Brad, Interesting sequence! Please go ahead and submit it! Best regards Neil Neil J. A. Sloane, President, OEIS Foundation. 11 South Adelaide Avenue, Highland Park, NJ 08904, USA. Also Visiting Scientist, Math. Dept., Rutgers University, Piscataway, NJ. Phone: 732 828 6098; home page: http://NeilSloane.com Email: njasloane@gmail.com On Wed, Jan 27, 2021 at 11:43 AM Brad Klee <bradklee@gmail.com> wrote:
Section 4 of this student paper has a nice tabulation of periodic orbits on the Rössler attractor:
http://chaosbook.org/projects/Carroll/Carr12.pdf
We probably would want to define a sequence:
a(n) counts the number of distinct cycles of winding number n on the Rössler attractor with (a,b,c)=(.2,.2,5.7).

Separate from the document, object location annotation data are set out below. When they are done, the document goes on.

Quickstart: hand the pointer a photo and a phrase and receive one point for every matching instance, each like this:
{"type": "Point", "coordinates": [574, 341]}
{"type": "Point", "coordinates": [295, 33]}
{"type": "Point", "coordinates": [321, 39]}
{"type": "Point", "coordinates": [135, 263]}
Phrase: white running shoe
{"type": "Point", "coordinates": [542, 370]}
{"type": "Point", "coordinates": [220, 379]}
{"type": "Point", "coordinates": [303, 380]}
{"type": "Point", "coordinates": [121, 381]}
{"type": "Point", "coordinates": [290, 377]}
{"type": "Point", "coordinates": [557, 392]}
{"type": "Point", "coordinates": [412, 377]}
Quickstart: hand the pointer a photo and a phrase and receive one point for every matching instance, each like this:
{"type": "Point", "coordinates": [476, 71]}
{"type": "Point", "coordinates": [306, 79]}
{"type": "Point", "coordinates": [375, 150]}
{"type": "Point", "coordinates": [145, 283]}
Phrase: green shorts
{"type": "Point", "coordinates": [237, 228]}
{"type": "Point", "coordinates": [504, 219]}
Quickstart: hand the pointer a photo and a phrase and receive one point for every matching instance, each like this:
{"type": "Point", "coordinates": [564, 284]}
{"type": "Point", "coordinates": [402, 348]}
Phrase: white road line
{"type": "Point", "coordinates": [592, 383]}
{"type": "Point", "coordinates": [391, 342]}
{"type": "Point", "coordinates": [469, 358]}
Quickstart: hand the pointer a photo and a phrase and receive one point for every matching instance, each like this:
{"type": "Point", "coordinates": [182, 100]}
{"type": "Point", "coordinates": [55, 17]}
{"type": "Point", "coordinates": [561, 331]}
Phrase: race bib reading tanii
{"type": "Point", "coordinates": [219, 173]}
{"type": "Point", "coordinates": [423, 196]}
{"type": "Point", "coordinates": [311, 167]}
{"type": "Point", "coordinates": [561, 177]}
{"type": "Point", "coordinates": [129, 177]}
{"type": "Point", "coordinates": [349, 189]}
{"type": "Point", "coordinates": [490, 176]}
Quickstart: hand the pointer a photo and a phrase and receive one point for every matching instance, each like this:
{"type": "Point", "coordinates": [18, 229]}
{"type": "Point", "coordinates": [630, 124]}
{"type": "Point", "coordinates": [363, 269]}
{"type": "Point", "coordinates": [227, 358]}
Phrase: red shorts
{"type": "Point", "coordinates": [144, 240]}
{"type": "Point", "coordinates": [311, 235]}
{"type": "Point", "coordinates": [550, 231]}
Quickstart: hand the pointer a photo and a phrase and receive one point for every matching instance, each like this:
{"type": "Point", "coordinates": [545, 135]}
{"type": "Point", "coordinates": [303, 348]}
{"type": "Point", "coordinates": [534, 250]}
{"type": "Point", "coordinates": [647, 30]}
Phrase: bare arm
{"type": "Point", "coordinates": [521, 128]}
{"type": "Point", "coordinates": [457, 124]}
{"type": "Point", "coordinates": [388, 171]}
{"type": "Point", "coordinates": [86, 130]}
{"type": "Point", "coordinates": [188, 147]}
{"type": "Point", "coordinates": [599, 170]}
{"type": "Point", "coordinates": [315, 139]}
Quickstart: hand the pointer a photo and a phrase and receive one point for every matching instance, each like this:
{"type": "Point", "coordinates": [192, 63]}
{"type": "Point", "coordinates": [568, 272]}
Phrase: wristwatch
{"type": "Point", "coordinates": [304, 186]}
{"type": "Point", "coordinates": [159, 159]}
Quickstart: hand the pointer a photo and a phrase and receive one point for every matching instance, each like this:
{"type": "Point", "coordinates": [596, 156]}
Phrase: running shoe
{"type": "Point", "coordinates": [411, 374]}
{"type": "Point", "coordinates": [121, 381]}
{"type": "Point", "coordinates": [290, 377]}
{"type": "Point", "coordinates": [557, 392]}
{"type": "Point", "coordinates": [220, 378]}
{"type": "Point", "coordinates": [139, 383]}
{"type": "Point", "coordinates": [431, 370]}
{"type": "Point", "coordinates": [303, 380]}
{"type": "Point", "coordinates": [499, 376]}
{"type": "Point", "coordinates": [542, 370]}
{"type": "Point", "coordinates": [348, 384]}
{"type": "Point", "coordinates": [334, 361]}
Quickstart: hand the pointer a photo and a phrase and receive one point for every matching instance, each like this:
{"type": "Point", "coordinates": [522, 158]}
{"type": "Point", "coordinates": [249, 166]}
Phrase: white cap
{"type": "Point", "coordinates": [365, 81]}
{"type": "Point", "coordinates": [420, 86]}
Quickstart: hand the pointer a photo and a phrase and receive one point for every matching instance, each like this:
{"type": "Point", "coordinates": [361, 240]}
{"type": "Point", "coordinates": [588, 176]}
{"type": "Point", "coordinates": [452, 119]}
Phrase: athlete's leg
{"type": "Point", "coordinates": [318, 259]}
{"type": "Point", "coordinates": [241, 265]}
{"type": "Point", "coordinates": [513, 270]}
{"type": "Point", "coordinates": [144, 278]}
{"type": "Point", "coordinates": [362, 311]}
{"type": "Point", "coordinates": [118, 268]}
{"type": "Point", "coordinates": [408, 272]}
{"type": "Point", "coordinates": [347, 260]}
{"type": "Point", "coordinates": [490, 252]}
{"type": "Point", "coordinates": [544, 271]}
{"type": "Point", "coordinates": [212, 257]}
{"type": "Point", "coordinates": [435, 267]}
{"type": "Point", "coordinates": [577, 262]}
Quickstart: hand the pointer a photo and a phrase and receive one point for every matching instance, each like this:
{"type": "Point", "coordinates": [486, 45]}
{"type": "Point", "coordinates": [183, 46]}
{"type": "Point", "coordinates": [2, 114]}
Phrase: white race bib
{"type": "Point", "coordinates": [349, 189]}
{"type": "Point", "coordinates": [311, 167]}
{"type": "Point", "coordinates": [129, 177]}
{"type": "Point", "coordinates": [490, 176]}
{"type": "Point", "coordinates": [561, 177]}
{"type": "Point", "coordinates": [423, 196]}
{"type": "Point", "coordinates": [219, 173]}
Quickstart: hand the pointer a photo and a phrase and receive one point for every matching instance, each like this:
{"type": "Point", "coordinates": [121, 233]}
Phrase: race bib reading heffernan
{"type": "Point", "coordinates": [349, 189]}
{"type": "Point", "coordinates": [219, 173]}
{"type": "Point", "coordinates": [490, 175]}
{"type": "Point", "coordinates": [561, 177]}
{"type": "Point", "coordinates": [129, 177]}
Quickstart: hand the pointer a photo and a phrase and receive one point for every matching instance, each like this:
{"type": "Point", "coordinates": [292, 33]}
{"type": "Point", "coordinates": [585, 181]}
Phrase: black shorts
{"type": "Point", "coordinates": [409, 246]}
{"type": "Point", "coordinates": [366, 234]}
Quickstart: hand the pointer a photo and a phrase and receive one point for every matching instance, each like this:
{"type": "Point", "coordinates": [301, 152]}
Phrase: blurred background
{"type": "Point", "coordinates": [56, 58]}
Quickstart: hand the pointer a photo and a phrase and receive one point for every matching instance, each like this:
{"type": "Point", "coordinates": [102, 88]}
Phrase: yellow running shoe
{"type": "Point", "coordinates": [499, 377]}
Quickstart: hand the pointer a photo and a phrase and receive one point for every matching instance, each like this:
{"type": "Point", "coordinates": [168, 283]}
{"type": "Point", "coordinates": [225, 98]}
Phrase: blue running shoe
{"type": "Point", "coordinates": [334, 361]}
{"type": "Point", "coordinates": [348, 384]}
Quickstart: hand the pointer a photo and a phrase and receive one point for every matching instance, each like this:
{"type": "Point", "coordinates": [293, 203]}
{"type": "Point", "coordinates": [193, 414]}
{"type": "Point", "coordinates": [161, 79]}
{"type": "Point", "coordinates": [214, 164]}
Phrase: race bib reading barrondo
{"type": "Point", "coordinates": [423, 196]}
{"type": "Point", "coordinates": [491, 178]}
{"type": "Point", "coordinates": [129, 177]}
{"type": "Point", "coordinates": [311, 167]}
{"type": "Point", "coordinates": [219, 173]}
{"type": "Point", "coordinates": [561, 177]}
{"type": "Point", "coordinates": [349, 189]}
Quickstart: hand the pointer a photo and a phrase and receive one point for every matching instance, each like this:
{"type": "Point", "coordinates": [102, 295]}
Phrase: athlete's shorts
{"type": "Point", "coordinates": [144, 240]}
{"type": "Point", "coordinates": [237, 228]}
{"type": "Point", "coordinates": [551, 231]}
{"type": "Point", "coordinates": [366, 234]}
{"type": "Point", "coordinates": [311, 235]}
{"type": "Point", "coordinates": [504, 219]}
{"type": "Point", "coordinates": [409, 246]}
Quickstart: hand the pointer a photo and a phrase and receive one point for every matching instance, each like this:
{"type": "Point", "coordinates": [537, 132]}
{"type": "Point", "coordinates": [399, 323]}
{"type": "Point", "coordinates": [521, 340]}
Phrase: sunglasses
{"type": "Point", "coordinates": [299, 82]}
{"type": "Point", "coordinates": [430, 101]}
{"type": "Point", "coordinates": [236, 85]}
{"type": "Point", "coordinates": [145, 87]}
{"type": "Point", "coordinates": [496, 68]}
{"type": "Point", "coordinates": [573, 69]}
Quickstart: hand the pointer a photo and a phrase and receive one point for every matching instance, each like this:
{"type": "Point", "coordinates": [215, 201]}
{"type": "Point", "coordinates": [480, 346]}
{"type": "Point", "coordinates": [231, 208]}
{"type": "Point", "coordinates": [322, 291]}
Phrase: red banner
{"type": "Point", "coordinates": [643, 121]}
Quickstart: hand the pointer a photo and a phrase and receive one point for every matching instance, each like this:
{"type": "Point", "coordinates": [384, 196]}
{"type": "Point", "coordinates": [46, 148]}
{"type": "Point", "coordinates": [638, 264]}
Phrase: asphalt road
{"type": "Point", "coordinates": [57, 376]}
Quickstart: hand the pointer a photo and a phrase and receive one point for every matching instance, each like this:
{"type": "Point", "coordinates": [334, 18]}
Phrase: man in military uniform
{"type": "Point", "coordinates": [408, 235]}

For the numbers a(n), from n=1, I calculated that:
a(n) = 1, 1, 2, 1, 2, 3, 4, 6, 8, 10, 17 . . .
These were determined using a numerical algorithm with randomized searching across a linear Poincare section. If there are hidden cycles, which are difficult to reach by iterating Newton's method, I'm worried these numbers could be wrong.
Does anyone else get the same or better than?